O desgaste de Flávio Bolsonaro refletiu-se na intenção de voto. Entre os eleitores pendulares, Lula subiu de 35% para 42% nas intenções de voto espontâneo, enquanto Flávio caiu de 38% para 31%. No cenário estimulado, Lula aparece com 45% contra 37% de Flávio, com 18% de indecisos ou votos em outros candidatos.

A pesquisa também mostrou que 70% dos eleitores pendulares consideram importante que o próximo presidente defenda os interesses nacionais acima de alinhamentos internacionais. "O dossiê foi percebido como uma tentativa de agradar Trump em vez de proteger a economia brasileira", explicou Mendes.

Impacto nas redes sociais e entre aliados

Nas redes sociais, a hashtag #DossieDaSubserviência ficou entre os trending topics do X (antigo Twitter) por mais de 12 horas.
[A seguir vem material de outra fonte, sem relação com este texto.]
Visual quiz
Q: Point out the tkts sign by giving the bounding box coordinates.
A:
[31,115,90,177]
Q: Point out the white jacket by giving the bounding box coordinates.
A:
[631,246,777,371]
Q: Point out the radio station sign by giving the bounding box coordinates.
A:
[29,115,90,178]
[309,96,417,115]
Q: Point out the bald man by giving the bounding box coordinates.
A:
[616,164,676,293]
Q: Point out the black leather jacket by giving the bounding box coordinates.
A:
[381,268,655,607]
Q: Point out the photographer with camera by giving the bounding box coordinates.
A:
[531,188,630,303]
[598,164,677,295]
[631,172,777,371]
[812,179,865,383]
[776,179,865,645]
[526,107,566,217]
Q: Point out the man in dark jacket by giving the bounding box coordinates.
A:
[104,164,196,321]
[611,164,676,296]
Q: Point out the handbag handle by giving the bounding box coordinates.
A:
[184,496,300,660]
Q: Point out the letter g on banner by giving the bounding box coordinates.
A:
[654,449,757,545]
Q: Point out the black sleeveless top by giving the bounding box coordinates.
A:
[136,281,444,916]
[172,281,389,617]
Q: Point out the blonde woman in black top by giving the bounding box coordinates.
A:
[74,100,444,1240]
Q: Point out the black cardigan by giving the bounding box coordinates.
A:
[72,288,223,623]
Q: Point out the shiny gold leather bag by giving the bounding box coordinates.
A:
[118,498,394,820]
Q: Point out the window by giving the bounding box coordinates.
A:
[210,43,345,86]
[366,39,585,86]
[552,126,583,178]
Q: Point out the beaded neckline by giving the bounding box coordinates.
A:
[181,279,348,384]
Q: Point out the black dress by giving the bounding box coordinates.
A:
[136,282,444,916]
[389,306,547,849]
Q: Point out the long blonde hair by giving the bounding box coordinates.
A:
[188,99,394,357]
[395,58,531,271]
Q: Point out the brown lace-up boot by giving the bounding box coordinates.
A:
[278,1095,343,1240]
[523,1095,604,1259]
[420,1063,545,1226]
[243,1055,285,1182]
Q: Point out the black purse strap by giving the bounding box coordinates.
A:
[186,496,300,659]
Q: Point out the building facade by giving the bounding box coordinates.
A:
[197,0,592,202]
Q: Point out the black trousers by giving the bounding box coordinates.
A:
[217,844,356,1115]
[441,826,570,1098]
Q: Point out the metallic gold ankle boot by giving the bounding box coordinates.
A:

Aliados de Flávio tentaram minimizar o impacto, afirmando que a iniciativa era necessária para evitar prejuízos ao agronegócio brasileiro. No entanto, a pesquisa indica que o argumento não convenceu os eleitores pendulares.

Entre os eleitores que declararam voto em Flávio em 2022, 22% disseram que o dossiê os fez repensar o apoio. Desses, 15% afirmaram que podem migrar para Lula ou anular o voto.

Contexto das tarifas e do Pix

O dossiê foi enviado em junho de 2026, em meio a negociações comerciais entre Brasil e Estados Unidos sobre tarifas impostas por Trump a produtos como aço e alumínio. Flávio Bolsonaro argumentou que a taxação prejudicava empresas brasileiras e que o Brasil poderia oferecer vantagens no sistema de pagamentos Pix como contrapartida. A proposta, no entanto, foi criticada por especialistas em comércio exterior como inadequada.

O governo brasileiro, por meio do Ministério das Relações Exteriores, afirmou não ter sido consultado sobre o envio do dossiê. A oposição classificou a ação como "diplomacia paralela" e pediu explicações ao Congresso.

Próximos passos da campanha

Flávio Bolsonaro ainda não se pronunciou oficialmente sobre a pesquisa. Sua assessoria informou que ele manterá a agenda de viagens pelo Nordeste na próxima semana, tentando reverter o desgaste. Já a campanha de Lula comemorou os números, mas evitou ataques diretos, focando em propostas de geração de emprego e renda.

O Instituto Democracia em Xeque pretende divulgar nova rodada da pesquisa em agosto, que poderá confirmar ou reverter a tendência observada.